A test-firing of a twice-flown Falcon 9 booster Friday at Cape Canaveral paved the way for SpaceX’s next launch, scheduled for Monday night with a heavyweight Boeing-built communications satellite to beam broadband signals to Japan and the Pacific islands.
SpaceX is readying the Falcon 9 rocket for liftoff with the JCSAT 18/Kacific commercial communications satellite Monday at 7:10 p.m. EST (0010 GMT Tuesday). The launch window extends for 88 minutes.
There is a 90 percent chance of favorable weather during Monday night’s launch window, according to U.S. Air Force meteorologists.
But first, SpaceX performed a hold-down test-firing of the Falcon 9’s first stage Merlin engines Friday. The test-firing is a customary pre-launch checkout before every SpaceX mission, providing a test of launch vehicle systems and a rehearsal for the company’s launch team.

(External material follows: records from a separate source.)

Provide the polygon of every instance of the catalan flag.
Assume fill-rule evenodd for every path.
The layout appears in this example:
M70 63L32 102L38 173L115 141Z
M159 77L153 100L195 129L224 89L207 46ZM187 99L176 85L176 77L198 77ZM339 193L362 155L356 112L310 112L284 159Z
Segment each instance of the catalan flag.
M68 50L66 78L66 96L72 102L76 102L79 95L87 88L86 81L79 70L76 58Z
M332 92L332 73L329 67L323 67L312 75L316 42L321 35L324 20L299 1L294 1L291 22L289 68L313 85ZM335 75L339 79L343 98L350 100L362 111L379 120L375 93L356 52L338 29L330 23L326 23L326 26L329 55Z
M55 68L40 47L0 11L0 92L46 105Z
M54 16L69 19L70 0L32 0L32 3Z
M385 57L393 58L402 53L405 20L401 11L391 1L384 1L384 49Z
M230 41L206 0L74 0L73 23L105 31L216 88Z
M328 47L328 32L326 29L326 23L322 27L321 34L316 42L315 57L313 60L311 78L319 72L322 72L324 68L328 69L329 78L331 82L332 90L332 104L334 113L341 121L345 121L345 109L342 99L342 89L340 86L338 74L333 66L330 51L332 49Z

The Falcon 9 was raised vertical at pad 40 without its satellite payload or fairing Friday in preparation for the static fire test. SpaceX loaded super-chilled, densified kerosene and liquid oxygen propellants into the two-stage Falcon 9 rocket, and the countdown proceeded through through the final steps before launch, including retraction of the strongback structure into position for liftoff and pressurization of the rocket’s propellant tanks.
The nine Merlin 1D engines at the bottom of the Falcon 9’s first stage ignited for several seconds, throttling up to full power to generate some 1.7 million pounds of thrust as hold-down restraints keep the rocket firmly on the ground.

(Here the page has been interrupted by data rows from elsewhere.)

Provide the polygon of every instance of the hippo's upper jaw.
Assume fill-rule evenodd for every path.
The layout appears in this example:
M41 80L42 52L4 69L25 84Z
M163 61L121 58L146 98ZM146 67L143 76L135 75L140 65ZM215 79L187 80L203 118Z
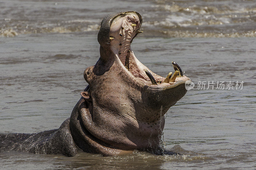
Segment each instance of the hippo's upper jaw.
M137 59L130 45L142 32L142 23L133 11L103 19L98 34L100 57L84 71L90 88L82 93L86 104L79 111L90 135L108 146L157 153L163 116L185 95L190 79L175 63L176 71L165 78Z

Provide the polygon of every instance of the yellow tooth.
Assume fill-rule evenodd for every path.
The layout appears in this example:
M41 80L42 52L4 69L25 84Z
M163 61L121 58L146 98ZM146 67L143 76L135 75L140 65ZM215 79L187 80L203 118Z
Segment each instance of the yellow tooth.
M179 71L177 70L175 71L172 77L171 78L170 81L169 81L169 82L174 82L174 81L175 81L175 79L176 79L176 78L177 77L177 76L178 75L178 74L179 74Z
M136 31L136 32L137 33L137 34L139 34L140 33L143 33L143 31L139 31L139 30L138 30L137 31Z
M165 79L164 79L164 83L169 83L169 81L170 81L170 79L171 78L171 77L172 76L172 73L171 72L170 72L168 74L168 75L167 76L167 77L166 77Z

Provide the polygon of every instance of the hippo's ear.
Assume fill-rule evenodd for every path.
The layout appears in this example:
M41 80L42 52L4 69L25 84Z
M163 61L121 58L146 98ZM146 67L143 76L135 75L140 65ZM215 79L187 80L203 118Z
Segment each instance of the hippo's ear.
M82 97L84 98L86 100L91 99L91 95L88 91L83 91L81 92L80 94Z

SpaceX engineers will perform a data review after the static fire as technicians at Cape Canaveral roll the rocket back to the hangar and prepare to mate it with the JCSAT 18/Kacific 1 communications satellite inside a climate-controller hangar.
The Falcon 9 rocket slated to launch the JCSAT 18/Kacific 1 spacecraft is a veteran of two previous missions. It first launched in May on a space station cargo mission, then landed on SpaceX’s drone ship in the Atlantic Ocean. On its second flight, the rocket again powered a Dragon supply ship toward the space station, and returned to Cape Canaveral for an onshore landing.
The 15,335-pound (6,956-kilogram) JCSAT 18/Kacific 1 spacecraft will launch into an elliptical transfer orbit, then use its on-board liquid-fueled engine to maneuver into a circular geostationary orbit more than 22,000 miles (nearly 36,000 kilometers) over the equator.
Based on Boeing’s 702MP satellite design, the communications station is a shared spacecraft between Sky Perfect JSAT Corp. of Japan and Kacific, a startup telecom company headquartered in Singapore.
JSAT will use the satellite’s Ku-band capacity to provide communication services over Japan and the broader Asia-Pacific region, with a coverage range extending from Indonesia and Southeast Asia to coastal China and Eastern Russia.
Kacific’s mission will utilize the satellite’s Ka-band payload, which includes 56 spot beams delivering up to 60 gigabits per second of data throughput capacity, the company said.
The new satellite will “provide the most powerful signal level ever achieved in a commercial satellite in the (Asia-Pacific) region,” Kacific said in a statement. Founded in 2013, Kacific says the JCSAT 18/Kacific 1 spacecraft will stream broadband to 25 nations in Southeast Asia and in the Pacific islands, where dispersed populations and rugged terrain pose roadblocks for building terrestrial Internet links.
Kacific says education, health care and emergency response services will benefit from the company’s satellite broadband network.
The mission set for launch Monday will mark SpaceX’s 13th flight of the year, and the second in 11 days from the same launch pad at Cape Canaveral Air Force Station. If the Falcon 9 takes off Monday night, it would mark the fastest turnaround between SpaceX missions from the same launch pad.